Il terrorismo, le crisi economiche, il climate change, il covid. Tante emergenze, che forse fanno più male, quando in fondo non sai perché le stai affrontando. O per chi.
Ecco il tema di un incontro organizzato da Fondazione Leonardo - Civiltà delle Macchine in collaborazione con il Centro Studi Americani: "Le nuove dimensioni della geopolitica". Una conversazione con Leon Eduward Panetta, US Secretary of Defense 2011-2013, a cura di Monica Maggioni, giornalista RAI.
L'introduzione è di Luciano Violante, Presidente della Fondazione: "È uno scambio importante, anche per la presenza nel pubblico di alcuni dei maggiori responsabili delle forze armate italiane".
Leon Panetta, già Direttore della CIA che eliminò Bin Laden, non ha dubbi: il muro c'è ancora, è il fronte ucraino. Di là sta la Russia, ma soprattutto la Cina. Cedere un centimetro a Putin oggi, significa perdere un chilometro di Taiwan domani.
Leon Panetta un'agenda ce l'ha, ed è venuto a parlarcene: al primo posto la sicurezza, la sicurezza delle persone. Devono poter vivere tranquille. Ma al secondo posto viene il (buon) governo, una leadership forte garantisce una democrazia forte, in grado anche di smorzare le emergenze: "la politica si fa o con la leadership o con le crisi. Nel passato recente l'abbiamo fatta con le crisi, ora facciamola con la leadership". Al terzo posto le alleanze, il dialogo, perchè questo è l'Occidente, in questo siamo bravi. Lo testimoniano gli ultimi sessant'anni di rapporti italo-americani.
Leon Panetta, egli stesso italo-americano, un piano ce l'ha, per l'America e per l'Italia. Ed è un piano ambiziosissimo: lo chiama "riglobalizzazione". Dopo decenni di "austerity" e "resilienza", una parola d'ordine come questa è una ventata di ottimismo, di pura affermazione, l'affermazione di un occidente che non tramonta, e se tramonta rinasce.
Sono passati sessant'anni dallo storico tour europeo di J.F.K, quello del celebre discorso sulla Porta di Brandeburgo ("Ich bin ein Berliner"), ma anche dell'abbraccio di Napoli, quasi un milione di festanti in strada. L'Italia adora J.F.K, è entusiasta. Sono gli anni del Boom e del miracolo italiano: Mr. President atterra all'aeroporto di Fiumicino, costruito da poco (1961), mentre l'Autostrada del Sole sarebbe stata inaugurata l'anno seguente.

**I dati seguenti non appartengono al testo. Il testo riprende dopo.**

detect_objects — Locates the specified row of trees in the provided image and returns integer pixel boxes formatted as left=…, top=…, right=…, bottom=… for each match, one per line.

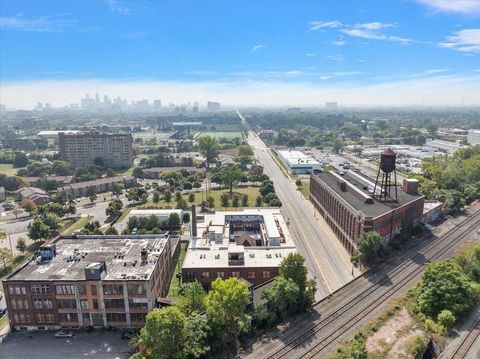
left=407, top=244, right=480, bottom=334
left=131, top=254, right=315, bottom=359
left=417, top=145, right=480, bottom=214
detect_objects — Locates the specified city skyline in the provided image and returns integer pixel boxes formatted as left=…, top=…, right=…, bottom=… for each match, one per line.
left=0, top=0, right=480, bottom=108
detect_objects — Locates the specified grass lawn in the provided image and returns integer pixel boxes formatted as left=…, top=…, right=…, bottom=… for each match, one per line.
left=60, top=216, right=93, bottom=236
left=200, top=131, right=242, bottom=138
left=301, top=180, right=310, bottom=200
left=0, top=163, right=18, bottom=176
left=139, top=186, right=260, bottom=211
left=167, top=242, right=188, bottom=298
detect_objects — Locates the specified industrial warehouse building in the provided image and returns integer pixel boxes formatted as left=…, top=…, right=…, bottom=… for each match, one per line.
left=182, top=208, right=296, bottom=287
left=278, top=150, right=322, bottom=173
left=3, top=235, right=180, bottom=330
left=310, top=150, right=425, bottom=255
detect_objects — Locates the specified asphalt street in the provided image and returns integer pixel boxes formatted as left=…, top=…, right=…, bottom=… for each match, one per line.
left=248, top=132, right=358, bottom=298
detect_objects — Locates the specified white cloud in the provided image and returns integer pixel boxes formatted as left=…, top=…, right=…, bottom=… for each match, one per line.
left=308, top=20, right=342, bottom=31
left=439, top=29, right=480, bottom=53
left=418, top=0, right=480, bottom=14
left=424, top=69, right=448, bottom=75
left=340, top=22, right=412, bottom=44
left=0, top=14, right=77, bottom=32
left=325, top=55, right=343, bottom=61
left=250, top=45, right=267, bottom=52
left=105, top=0, right=130, bottom=15
left=0, top=73, right=480, bottom=108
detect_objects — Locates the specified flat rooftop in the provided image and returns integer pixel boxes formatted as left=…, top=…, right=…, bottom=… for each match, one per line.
left=7, top=235, right=175, bottom=281
left=278, top=150, right=320, bottom=165
left=312, top=171, right=423, bottom=218
left=182, top=208, right=296, bottom=269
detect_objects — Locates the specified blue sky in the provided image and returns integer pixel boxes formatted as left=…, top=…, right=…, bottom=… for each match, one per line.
left=0, top=0, right=480, bottom=108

Erano anni di ottimismo in un mondo tremendo, ma tremendamente chiaro, spaccato a metà. Noi di qua, loro di là: "la democrazia non è perfetta ma non abbiamo mai costruito un muro per tenere dentro i nostri".

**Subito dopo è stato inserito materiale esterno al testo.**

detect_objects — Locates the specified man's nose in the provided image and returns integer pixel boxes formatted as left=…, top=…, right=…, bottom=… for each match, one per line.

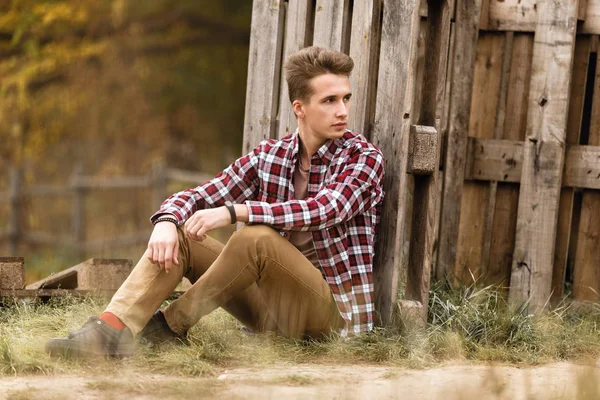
left=335, top=101, right=348, bottom=118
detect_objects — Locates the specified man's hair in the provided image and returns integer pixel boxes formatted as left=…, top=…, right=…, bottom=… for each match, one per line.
left=284, top=46, right=354, bottom=103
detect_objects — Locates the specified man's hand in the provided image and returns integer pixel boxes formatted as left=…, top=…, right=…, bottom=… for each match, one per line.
left=146, top=221, right=179, bottom=274
left=184, top=207, right=231, bottom=242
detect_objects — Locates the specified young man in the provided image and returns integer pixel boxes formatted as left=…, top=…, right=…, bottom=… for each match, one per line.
left=46, top=47, right=383, bottom=357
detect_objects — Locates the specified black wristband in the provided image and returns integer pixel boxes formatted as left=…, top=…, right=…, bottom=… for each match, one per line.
left=225, top=200, right=237, bottom=224
left=152, top=215, right=177, bottom=226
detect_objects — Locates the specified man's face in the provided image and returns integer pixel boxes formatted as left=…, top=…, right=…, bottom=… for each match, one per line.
left=293, top=74, right=352, bottom=143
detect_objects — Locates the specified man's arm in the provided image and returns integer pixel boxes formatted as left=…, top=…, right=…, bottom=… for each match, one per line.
left=246, top=147, right=384, bottom=231
left=145, top=146, right=260, bottom=273
left=151, top=144, right=262, bottom=225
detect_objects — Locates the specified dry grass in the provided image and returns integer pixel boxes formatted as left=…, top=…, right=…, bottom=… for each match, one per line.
left=0, top=286, right=600, bottom=400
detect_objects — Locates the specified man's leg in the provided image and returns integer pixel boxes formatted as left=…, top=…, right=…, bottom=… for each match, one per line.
left=106, top=229, right=276, bottom=334
left=165, top=225, right=342, bottom=338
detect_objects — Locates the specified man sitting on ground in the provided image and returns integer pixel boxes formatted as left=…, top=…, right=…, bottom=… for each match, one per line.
left=46, top=47, right=383, bottom=358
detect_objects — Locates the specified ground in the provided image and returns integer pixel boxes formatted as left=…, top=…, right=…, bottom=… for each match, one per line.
left=0, top=363, right=600, bottom=400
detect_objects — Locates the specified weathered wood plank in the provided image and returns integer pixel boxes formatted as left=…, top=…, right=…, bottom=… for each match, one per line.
left=579, top=0, right=600, bottom=35
left=573, top=44, right=600, bottom=301
left=406, top=0, right=452, bottom=314
left=455, top=32, right=505, bottom=282
left=509, top=0, right=578, bottom=308
left=436, top=0, right=481, bottom=279
left=488, top=0, right=539, bottom=32
left=278, top=0, right=312, bottom=138
left=552, top=36, right=591, bottom=302
left=465, top=138, right=600, bottom=189
left=481, top=32, right=514, bottom=284
left=487, top=0, right=600, bottom=35
left=0, top=257, right=25, bottom=289
left=348, top=0, right=381, bottom=136
left=242, top=0, right=284, bottom=154
left=487, top=33, right=533, bottom=287
left=564, top=146, right=600, bottom=189
left=372, top=0, right=419, bottom=324
left=465, top=137, right=524, bottom=182
left=479, top=0, right=490, bottom=30
left=577, top=0, right=593, bottom=21
left=313, top=0, right=349, bottom=51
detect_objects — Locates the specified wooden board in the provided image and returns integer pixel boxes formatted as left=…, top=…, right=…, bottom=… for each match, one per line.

Sono passati sessant'anni, di cui trent'anni privi di muro e pieni di domande. Domande sul tramonto dell'Occidente e sulla fine della storia, sull'identità dell'Europa e dell'Italia, sul nostro nuovo ruolo in un nuovo mondo, che dal crollo del muro non si è ancora assestato.

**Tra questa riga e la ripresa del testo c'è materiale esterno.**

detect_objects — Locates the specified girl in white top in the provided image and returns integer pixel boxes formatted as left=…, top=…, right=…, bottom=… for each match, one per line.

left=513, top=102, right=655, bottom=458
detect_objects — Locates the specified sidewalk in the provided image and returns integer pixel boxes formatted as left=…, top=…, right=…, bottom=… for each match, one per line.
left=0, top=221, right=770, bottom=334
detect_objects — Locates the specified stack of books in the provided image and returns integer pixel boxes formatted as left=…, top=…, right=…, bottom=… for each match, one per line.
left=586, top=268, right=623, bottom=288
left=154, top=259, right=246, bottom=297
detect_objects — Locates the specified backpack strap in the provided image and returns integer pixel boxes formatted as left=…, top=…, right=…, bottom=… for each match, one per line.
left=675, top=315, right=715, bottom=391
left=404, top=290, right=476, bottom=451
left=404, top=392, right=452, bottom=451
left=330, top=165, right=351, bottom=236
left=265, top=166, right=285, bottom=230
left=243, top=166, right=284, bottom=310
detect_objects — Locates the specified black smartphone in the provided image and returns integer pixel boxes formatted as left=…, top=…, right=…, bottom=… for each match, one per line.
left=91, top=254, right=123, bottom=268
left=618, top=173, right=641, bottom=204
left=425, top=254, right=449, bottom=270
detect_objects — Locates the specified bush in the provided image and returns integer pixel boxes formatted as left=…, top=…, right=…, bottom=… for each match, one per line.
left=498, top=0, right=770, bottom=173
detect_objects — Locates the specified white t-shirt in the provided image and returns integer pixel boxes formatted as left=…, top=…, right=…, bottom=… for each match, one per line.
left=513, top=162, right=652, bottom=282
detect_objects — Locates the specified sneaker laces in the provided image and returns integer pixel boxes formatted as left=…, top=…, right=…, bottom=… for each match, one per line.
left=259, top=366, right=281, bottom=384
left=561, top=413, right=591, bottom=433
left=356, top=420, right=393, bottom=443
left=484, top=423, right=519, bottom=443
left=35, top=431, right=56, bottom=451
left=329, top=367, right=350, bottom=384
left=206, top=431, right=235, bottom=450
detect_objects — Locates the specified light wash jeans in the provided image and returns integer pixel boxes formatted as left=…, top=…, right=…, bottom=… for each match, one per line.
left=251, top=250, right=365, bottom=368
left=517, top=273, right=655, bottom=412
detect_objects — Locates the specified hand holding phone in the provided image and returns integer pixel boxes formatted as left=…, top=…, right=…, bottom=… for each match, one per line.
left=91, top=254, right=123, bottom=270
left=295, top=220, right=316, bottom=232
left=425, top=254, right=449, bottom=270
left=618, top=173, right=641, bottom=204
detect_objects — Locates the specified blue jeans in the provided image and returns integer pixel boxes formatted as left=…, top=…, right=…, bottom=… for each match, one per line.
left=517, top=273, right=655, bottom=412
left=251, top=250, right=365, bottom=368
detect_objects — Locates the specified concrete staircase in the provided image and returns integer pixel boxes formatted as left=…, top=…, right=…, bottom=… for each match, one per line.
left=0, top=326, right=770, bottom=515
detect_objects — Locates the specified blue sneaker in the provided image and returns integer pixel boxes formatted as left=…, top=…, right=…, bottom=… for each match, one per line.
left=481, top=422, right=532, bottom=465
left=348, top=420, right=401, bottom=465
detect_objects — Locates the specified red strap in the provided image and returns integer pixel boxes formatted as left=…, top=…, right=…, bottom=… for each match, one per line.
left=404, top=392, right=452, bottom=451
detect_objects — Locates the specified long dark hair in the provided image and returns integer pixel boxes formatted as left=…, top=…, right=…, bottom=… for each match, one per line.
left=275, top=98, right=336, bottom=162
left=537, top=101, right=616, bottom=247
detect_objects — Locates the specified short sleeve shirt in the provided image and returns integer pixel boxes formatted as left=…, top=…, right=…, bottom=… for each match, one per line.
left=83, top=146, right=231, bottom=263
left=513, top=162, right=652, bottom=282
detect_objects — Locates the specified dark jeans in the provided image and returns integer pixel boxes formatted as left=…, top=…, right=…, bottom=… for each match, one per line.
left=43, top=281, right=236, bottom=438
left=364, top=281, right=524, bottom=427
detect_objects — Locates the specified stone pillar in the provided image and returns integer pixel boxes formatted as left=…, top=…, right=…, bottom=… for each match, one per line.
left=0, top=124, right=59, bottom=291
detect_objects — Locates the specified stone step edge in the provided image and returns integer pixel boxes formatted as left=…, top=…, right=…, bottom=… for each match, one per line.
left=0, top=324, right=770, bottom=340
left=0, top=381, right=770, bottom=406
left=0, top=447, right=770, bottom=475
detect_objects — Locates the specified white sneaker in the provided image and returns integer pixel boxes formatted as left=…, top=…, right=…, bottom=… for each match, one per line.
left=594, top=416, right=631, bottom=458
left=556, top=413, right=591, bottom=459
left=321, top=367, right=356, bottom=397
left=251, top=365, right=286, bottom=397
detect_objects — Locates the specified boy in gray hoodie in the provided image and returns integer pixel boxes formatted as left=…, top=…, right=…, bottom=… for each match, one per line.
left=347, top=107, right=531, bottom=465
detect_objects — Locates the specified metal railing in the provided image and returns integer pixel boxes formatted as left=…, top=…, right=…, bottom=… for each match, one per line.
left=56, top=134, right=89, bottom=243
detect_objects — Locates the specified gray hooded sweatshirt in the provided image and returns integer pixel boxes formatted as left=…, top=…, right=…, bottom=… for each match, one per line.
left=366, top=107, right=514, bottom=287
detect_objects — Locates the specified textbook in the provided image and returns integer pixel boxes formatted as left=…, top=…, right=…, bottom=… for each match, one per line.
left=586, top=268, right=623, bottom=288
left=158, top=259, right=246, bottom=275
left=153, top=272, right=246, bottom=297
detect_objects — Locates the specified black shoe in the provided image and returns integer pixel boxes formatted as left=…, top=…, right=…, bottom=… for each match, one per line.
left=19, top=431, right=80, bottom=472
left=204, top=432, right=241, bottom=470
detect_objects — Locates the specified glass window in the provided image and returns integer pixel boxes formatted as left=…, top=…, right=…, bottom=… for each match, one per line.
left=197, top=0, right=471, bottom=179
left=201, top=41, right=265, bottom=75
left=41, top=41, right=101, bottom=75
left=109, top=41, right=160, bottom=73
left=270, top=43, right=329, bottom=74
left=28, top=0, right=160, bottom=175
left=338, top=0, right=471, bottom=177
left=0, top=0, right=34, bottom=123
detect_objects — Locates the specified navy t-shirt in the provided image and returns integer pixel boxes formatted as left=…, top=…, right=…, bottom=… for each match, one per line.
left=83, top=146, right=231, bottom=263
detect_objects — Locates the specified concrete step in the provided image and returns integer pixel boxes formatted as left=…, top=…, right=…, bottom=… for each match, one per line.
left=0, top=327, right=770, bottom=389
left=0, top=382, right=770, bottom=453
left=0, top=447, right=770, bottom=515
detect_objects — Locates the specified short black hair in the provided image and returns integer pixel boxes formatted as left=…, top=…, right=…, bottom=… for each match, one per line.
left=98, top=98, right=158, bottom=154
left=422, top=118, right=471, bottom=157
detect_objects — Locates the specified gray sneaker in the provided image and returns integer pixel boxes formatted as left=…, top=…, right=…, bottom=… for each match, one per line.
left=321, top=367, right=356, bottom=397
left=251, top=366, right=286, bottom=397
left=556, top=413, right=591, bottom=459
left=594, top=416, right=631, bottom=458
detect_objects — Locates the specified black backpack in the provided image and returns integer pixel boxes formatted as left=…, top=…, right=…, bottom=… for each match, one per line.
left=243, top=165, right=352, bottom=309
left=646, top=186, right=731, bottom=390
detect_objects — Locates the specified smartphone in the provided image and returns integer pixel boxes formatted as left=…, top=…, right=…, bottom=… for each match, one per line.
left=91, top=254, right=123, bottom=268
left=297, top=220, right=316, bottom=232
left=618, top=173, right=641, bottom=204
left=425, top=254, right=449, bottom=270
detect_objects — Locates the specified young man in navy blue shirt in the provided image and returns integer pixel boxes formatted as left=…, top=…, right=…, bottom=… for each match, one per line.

Diceva bene Nietzsche: insopportabile non è la sofferenza, ma la sua assurdità. E oggi, forse, manca una grande narrazione, o la fiducia in una grande narrazione, che dia senso al ruolo dell'Occidente, dell'Europa, dell'Italia nel mondo.
Un ruolo strategico ce l'avevamo. Una dialettica interna che percepivamo come decisiva.
Ma la nostalgia non serve a niente. Serve un'agenda, serve un piano.
Il piano di Leon Panetta passa per l'Africa. E per quel ponte che l'Italia è.
Oggi, l'Italia un suo ruolo strategico ce l'ha. Ce l'ha per natura e per cultura, per la sua geografia e per la sua storia.
È la culla dei valori che un'emergenza come quella migratoria può mettere in discussione.
Possiamo affrontarla come crisi o possiamo affrontarla con un approccio strategico lungimirante.
Come un ponte, non come un muro. Da questa scelta dipende l'Occidente.